And that is what God does for us. Though we be broken and estranged. Though we have wandered our own way and denied the evidence of his love in creation and the image of his love on our lives, he sees the good in us and says I am going to adopt you, I am going to fight for you. As Romans Chapter five says, “For while we were still weak, at the right time Christ died for the ungodly. For one will scarcely die for a righteous person- though perhaps for a good person one would dare even to die-but God shows his love for us in that while we were still sinners, Christ died for us. “ If we wish to be sons and daughters of God we must be willing to be born, as Jesus was born, of the Spirit and not of the flesh. As Paul says in Romans chapter 8, “So then, brothers, we are debtors, not to the flesh, to live according to the flesh. For if you live according to the flesh you will die, but if by the Spirit you put to death the deeds of the body, you will live. For all who are led by the Spirit of God are sons of God. For you did not receive the spirit of slavery to fall back into fear but have received the Spirit of adoption as sons, by whom we cry, “Abba Father!”
There was a time not long ago that I doubted whether I was worthy of love. I was in a bad place occupationally and vocationally. I had gotten turned down by so many churches that I had almost given up. I was working at a nonprofit at the time but I knew in my heart it wasn’t what I was supposed to be doing and it was killing me. I was getting kicked out of my house because my landlord Sam, who we affectionately called Sam Lord, because he was getting married, and all us roommates were being exiled. And I was tired of rejoicing in others people’s happiness, of going to other’s people’s weddings. I had applied to live in the retreat center and intentional community that I have often mentioned, but I hadn’t gotten in yet, and I was afraid they would turn me down. I didn’t know what I would do if they did. My finances were not great, and though I wanted to be married, I wondered if any woman would marry a man who’s career had gone of the rails. In desperation I remember calling my mother and just spitting vile and despair at her. She took it, and in agape love she said to me, “Will, my beloved Son, you are worthy of love.” That kept me from a dark place and I wrote this poem that I share with you now;
You know I feel unworthy.
I feel so undeserving.
Thinking of all the things I cannot be.
Thinking of all the limits there are to me.
Take a man’s talent away
and you send him adrift without an anchor.

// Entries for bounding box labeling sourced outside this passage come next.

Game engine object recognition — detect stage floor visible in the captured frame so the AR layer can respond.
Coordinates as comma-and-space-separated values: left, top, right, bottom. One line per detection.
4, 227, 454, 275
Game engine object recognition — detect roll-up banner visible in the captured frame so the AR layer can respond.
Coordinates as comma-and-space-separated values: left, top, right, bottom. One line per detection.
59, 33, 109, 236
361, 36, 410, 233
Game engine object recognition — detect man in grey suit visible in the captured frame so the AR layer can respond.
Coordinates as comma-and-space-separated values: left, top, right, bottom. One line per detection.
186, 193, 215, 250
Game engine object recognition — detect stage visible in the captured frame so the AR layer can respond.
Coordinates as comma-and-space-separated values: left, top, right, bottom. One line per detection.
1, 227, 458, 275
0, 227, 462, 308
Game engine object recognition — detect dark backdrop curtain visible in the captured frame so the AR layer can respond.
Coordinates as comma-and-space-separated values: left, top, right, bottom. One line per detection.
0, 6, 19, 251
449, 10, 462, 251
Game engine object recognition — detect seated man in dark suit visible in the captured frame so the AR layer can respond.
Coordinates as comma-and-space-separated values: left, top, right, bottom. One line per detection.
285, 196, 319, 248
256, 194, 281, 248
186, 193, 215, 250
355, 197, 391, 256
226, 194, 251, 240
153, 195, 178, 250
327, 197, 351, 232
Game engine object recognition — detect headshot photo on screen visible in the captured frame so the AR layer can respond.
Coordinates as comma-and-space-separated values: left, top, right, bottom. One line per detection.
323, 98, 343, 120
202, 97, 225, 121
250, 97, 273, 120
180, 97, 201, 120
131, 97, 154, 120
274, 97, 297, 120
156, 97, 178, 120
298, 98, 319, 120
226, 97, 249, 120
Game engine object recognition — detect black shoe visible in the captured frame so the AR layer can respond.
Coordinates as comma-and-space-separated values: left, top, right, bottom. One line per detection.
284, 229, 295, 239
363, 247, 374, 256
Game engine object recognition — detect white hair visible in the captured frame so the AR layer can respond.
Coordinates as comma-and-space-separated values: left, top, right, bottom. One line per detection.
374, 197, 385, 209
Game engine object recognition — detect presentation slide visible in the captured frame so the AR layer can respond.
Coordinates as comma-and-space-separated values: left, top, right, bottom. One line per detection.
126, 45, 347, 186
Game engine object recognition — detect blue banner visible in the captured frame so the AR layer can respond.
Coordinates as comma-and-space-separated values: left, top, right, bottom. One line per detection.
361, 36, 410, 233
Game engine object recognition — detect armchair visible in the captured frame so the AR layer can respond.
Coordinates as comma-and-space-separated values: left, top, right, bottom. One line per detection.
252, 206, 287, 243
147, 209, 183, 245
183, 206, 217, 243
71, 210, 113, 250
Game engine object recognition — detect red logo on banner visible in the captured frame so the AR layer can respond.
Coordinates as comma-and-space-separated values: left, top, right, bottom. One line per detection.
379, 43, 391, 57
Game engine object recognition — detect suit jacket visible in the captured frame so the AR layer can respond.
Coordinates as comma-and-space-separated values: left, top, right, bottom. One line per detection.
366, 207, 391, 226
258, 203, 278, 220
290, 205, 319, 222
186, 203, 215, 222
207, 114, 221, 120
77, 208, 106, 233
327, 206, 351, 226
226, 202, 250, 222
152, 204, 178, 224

In this poverty of spirit and dollars
who will turn to notice me?
But I am worthy of love.
Because Christ died for me
before I knew what love could be.
I am worthy of love.
Because my Father calls me
and gives me a new name.
I am worthy of love
because His Spirit dwells within me
and I will never be the same.
I am worthy of love. And that love gave me a new name and that love has a name. His name is Jesus. If you haven’t already would you receive that love today? Because whether you think are worthy or unworthy of love doesn’t matter. Because he died for us, he makes us worthy.
In the name of the Father, Son, and Holy Spirit. Amen.